The market isn't waiting for a "pivot"; it is shifting toward a sustainable, long-term equilibrium. By understanding Logan’s data and applying it to our local landscapes in Sacramento and Granite Bay, we can make decisions that are backed by pure data and professional expertise.

According to Logan Mohtashami's forecast, mortgage rates are expected to stay between 5.75% and 6.75%. While a dip below 6.25% could trigger a surge in sales, the current 10-year yield suggests rates will likely remain in the mid-to-high 6% range through the end of the year.
Nationally, we have moved past the extreme shortage. Active inventory is now above 1.52 million, which marks the transition to a balanced market. However, in high-demand luxury areas like Granite Bay, premium properties remain limited, keeping competition steady for high-end homes.
The 2026 forecast predicts flat national price growth, ranging from -2% to +2%. In Northern California, the influx of high-net-worth relocators and the "AI wealth effect" are providing a strong floor for luxury home values, making a "crash" highly unlikely in the elite sectors.
Foreclosures rose 21% in the first half of 2026, but this represents a return to pre-pandemic norms rather than a market crisis.
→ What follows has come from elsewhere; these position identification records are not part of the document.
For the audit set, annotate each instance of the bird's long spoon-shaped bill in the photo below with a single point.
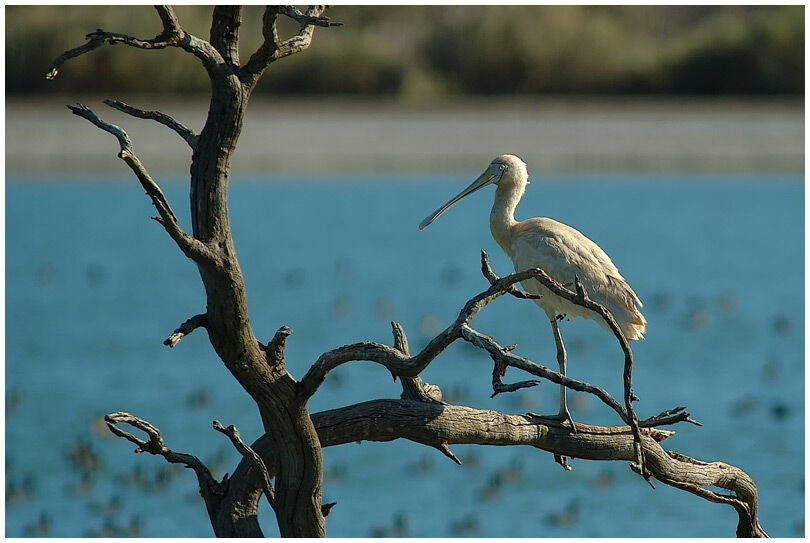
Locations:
(489, 176)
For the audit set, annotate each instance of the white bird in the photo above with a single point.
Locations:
(562, 252)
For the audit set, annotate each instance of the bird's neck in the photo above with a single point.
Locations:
(502, 217)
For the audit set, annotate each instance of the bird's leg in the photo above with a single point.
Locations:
(562, 360)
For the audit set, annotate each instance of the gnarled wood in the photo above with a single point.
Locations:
(291, 448)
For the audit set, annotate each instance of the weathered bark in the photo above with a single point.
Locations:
(291, 449)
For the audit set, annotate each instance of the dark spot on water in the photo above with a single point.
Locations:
(384, 309)
(660, 302)
(468, 526)
(19, 491)
(565, 518)
(728, 303)
(399, 528)
(109, 528)
(96, 274)
(782, 325)
(41, 527)
(744, 406)
(451, 274)
(199, 399)
(294, 278)
(780, 411)
(84, 458)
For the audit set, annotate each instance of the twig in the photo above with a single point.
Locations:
(171, 36)
(273, 48)
(413, 388)
(580, 297)
(251, 456)
(193, 248)
(187, 134)
(211, 490)
(294, 13)
(186, 328)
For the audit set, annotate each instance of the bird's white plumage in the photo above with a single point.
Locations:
(561, 251)
(564, 252)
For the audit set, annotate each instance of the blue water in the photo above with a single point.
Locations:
(93, 287)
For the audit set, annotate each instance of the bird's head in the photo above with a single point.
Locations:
(504, 170)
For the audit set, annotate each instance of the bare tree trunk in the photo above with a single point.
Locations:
(290, 452)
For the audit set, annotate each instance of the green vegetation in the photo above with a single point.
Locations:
(418, 51)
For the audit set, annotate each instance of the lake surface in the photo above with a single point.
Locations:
(93, 287)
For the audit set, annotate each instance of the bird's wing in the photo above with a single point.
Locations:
(563, 252)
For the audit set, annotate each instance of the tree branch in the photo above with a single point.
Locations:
(272, 48)
(185, 329)
(402, 365)
(225, 32)
(581, 298)
(211, 490)
(186, 133)
(191, 247)
(171, 36)
(433, 424)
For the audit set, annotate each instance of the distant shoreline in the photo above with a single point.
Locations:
(340, 135)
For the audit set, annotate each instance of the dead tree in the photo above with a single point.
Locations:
(285, 464)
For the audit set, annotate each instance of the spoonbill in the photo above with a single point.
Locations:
(562, 252)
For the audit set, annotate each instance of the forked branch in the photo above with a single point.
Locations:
(191, 247)
(186, 133)
(171, 36)
(273, 48)
(211, 490)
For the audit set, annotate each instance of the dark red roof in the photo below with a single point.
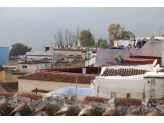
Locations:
(14, 57)
(27, 108)
(122, 72)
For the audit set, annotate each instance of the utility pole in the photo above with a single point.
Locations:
(159, 31)
(76, 87)
(134, 33)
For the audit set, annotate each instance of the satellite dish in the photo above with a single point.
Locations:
(115, 57)
(155, 62)
(152, 35)
(120, 53)
(136, 41)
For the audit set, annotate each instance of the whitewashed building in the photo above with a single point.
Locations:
(31, 67)
(45, 54)
(148, 85)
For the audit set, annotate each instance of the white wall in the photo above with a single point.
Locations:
(136, 86)
(31, 68)
(91, 61)
(62, 53)
(162, 54)
(28, 85)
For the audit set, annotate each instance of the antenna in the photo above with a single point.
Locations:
(152, 35)
(119, 55)
(115, 57)
(136, 41)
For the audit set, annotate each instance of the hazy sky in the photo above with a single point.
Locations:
(35, 26)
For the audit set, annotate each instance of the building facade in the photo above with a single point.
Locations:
(31, 67)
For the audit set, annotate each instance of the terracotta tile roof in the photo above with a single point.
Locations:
(111, 112)
(44, 107)
(23, 109)
(133, 112)
(59, 77)
(41, 90)
(154, 113)
(128, 101)
(49, 106)
(123, 72)
(1, 68)
(120, 64)
(30, 95)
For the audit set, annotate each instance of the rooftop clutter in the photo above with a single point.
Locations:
(123, 72)
(27, 104)
(60, 77)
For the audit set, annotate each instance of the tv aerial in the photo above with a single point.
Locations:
(152, 35)
(119, 55)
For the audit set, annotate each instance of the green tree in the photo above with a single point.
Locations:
(86, 38)
(19, 49)
(116, 32)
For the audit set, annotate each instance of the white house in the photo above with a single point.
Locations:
(138, 86)
(46, 53)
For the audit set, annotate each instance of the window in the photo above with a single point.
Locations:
(113, 94)
(24, 66)
(128, 95)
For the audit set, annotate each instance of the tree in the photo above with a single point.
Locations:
(116, 32)
(19, 49)
(66, 37)
(86, 38)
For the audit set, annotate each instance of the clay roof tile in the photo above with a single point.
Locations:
(44, 107)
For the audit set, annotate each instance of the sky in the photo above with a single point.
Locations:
(35, 26)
Most homeowners today have significant equity, which prevents the kind of forced-selling atmosphere seen during the 2008 recession.
With builder confidence down to 34, new luxury supply is likely to decrease in 2027. Buying now allows you to secure existing inventory before the supply-demand gap tightens further, especially while mortgage spreads remain relatively favorable at 1.95%.
Through wisdom a house is built, and by understanding it is established; by knowledge the rooms are filled with rare and beautiful treasures.